Das Wichtigste in Kürze
  • Funktionsweise: TagesgeldHopping, auch Zinshopping genannt, beschreibt den Wechsel zwischen verschiedenen Tagesgeldern, um immer von den höchsten Zinsen zu profitieren. Sparende eröffnen dazu neue Tagesgeldkonten bei den Banken oder Anbietern mit den besten Konditionen.
  • Zinsanpassungen: Die Zinsen der Tagesgelder sind variabel.

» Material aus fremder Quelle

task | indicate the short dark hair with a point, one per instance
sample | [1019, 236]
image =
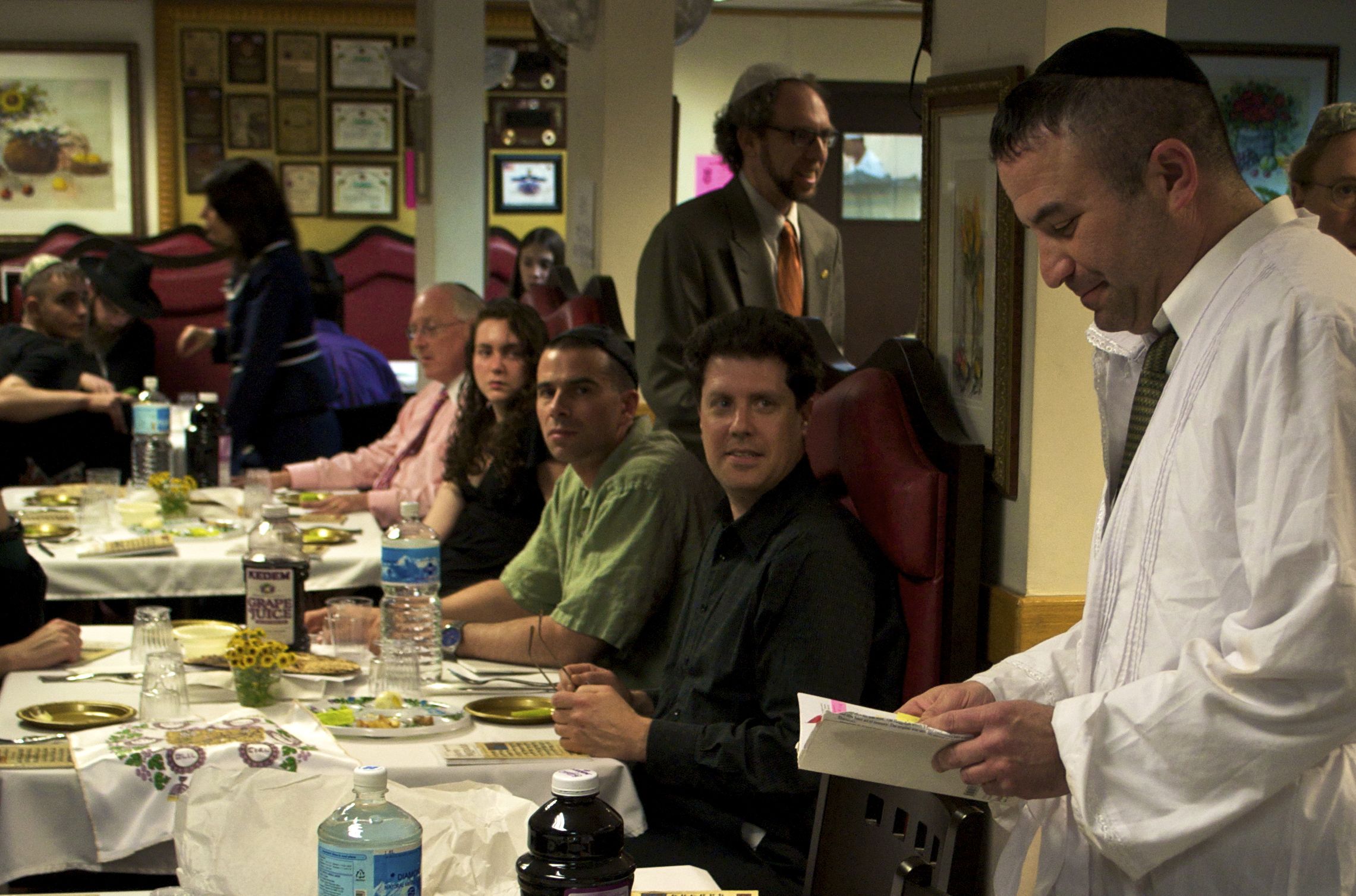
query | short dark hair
[248, 200]
[1116, 119]
[616, 373]
[537, 236]
[753, 110]
[326, 286]
[756, 334]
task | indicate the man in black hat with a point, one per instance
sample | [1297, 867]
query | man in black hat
[1196, 731]
[605, 572]
[118, 345]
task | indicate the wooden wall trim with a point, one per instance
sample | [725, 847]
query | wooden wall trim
[1019, 621]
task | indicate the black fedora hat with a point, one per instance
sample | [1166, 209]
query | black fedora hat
[124, 278]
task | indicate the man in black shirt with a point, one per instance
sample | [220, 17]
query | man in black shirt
[54, 417]
[791, 595]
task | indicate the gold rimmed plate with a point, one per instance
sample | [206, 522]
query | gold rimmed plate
[46, 532]
[512, 711]
[326, 536]
[297, 499]
[74, 715]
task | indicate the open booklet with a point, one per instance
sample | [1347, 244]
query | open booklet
[870, 744]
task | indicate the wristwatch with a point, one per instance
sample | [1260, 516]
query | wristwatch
[452, 639]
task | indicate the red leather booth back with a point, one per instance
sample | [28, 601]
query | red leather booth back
[861, 434]
[379, 277]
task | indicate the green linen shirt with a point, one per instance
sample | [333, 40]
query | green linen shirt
[615, 561]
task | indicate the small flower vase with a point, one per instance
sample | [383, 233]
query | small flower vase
[254, 685]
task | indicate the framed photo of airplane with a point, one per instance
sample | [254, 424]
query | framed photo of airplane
[529, 184]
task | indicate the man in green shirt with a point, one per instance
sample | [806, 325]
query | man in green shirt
[602, 576]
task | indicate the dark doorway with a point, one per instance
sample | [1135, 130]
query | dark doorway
[880, 258]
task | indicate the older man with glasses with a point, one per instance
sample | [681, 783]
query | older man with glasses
[750, 244]
[406, 464]
[1323, 174]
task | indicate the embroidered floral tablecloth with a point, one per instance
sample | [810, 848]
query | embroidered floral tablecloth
[131, 776]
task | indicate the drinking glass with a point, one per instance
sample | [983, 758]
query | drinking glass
[165, 687]
[151, 633]
[258, 493]
[398, 668]
[98, 503]
[346, 623]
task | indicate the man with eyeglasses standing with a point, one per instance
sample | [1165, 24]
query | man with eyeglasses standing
[749, 244]
[1323, 174]
[406, 464]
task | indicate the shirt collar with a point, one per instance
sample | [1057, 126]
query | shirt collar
[769, 220]
[769, 513]
[640, 429]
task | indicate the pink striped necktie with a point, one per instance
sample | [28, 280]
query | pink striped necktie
[413, 448]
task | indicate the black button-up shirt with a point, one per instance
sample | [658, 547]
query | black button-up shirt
[792, 597]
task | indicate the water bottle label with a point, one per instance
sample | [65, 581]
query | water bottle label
[270, 601]
[410, 566]
[150, 419]
[369, 873]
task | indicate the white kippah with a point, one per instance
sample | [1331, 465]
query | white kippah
[37, 265]
[760, 75]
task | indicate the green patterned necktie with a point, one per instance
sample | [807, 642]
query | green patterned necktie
[1152, 381]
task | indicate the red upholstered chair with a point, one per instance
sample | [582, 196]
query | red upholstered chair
[915, 483]
[379, 274]
[501, 257]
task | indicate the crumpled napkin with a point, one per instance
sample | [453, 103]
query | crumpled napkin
[229, 826]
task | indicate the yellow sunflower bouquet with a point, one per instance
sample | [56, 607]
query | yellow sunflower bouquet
[174, 494]
[257, 663]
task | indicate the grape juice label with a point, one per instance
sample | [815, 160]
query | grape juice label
[272, 601]
[410, 566]
[150, 419]
[369, 872]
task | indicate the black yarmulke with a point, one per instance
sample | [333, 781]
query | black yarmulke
[1123, 53]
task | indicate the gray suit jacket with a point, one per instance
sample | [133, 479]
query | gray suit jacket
[707, 258]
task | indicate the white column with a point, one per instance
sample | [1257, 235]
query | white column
[451, 228]
[620, 141]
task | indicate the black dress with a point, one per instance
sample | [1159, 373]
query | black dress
[496, 521]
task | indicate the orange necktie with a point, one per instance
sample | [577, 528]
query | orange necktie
[791, 281]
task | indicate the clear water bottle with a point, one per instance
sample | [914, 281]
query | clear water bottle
[370, 846]
[575, 842]
[150, 433]
[276, 579]
[410, 579]
[201, 441]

Sie ändern sich meist monatlich, teilweise aber auch wöchentlich. Sparende sollten daher immer den Markt im Blick haben, um das beste Zinsangebot nicht zu verpassen.
  • Einlagensicherung: Durch die gesetzliche Einlagensicherung sind 100.000 EUR je Kundin bzw. Kunde und Bank abgesichert. Tagesgeld zählt somit zu den risikoarmen Geldanlagen und ist bei deutschen Sparenden sehr beliebt.
  • Schufa: Das Tagesgeldkonto-Hopping und auch das Führen von mehreren Konten parallel führt nicht zu einer schlechten Bewertung seitens der Schufa. Im Gegensatz zu Girokonten, Kreditkarten und Ratenkrediten werden Tagesgeldkonten nicht bei der Schufa hinterlegt.

Wie funktioniert Tagesgeld-Hopping?

Da die Tagesgeldzinsen immer in Bewegung sind und sowohl steigen als auch sinken, ändern sich die Konditionen eines Tagesgeldkontos meist monatlich. Dabei kann es sein, dass die eigene Bank äußerst niedrige  Zinsen zahlt, während andere Anbieter deutlich bessere Angebote haben. Um das zu vermeiden, können Sparerinnen und Sparer TagesgeldHopping, oder auch Zinshopping genannt, betreiben und sich so immer den besten Zins sichern. Aber was ist TagesgeldHopping? Als Zinshopping bezeichnet man den Wechsel von einem Tagesgeldkonto zu dem Tagesgeldkonto mit dem höchsten Zinssatz und den besten Konditionen.

wechselwechsel

So funktioniert’s:

Mit Tagesgeld sind Anlegerinnen und Anleger, im Gegensatz zu Festgeld, flexibel; das heißt, es gibt keine festen Laufzeiten. Daraus ergibt sich die Möglichkeit, jederzeit das Tagesgeldkonto zu wechseln und bei der Bank oder dem Anbieter mit den besten Konditionen ein neues zu eröffnen. Da die meisten Tagesgeldbanken keine Kontoführungsgebühren erheben, muss das alte Konto nicht zwingend gekündigt werden. Es kann parallel weiterlaufen und sofort wieder genutzt werden, wenn es erneut die besten Zinsen bietet. Auch der Wechsel selbst ist meist gebührenfrei. Sparerinnen und Sparer können ihr Geld ohne zusätzliche Kosten immer auf das zinsstärkste Tagesgeldkonto umschichten und Zinshopping für sich nutzen.

 

Dabei muss das Referenzkonto nicht mit zur neuen Bank umziehen, sondern kann bestehen bleiben.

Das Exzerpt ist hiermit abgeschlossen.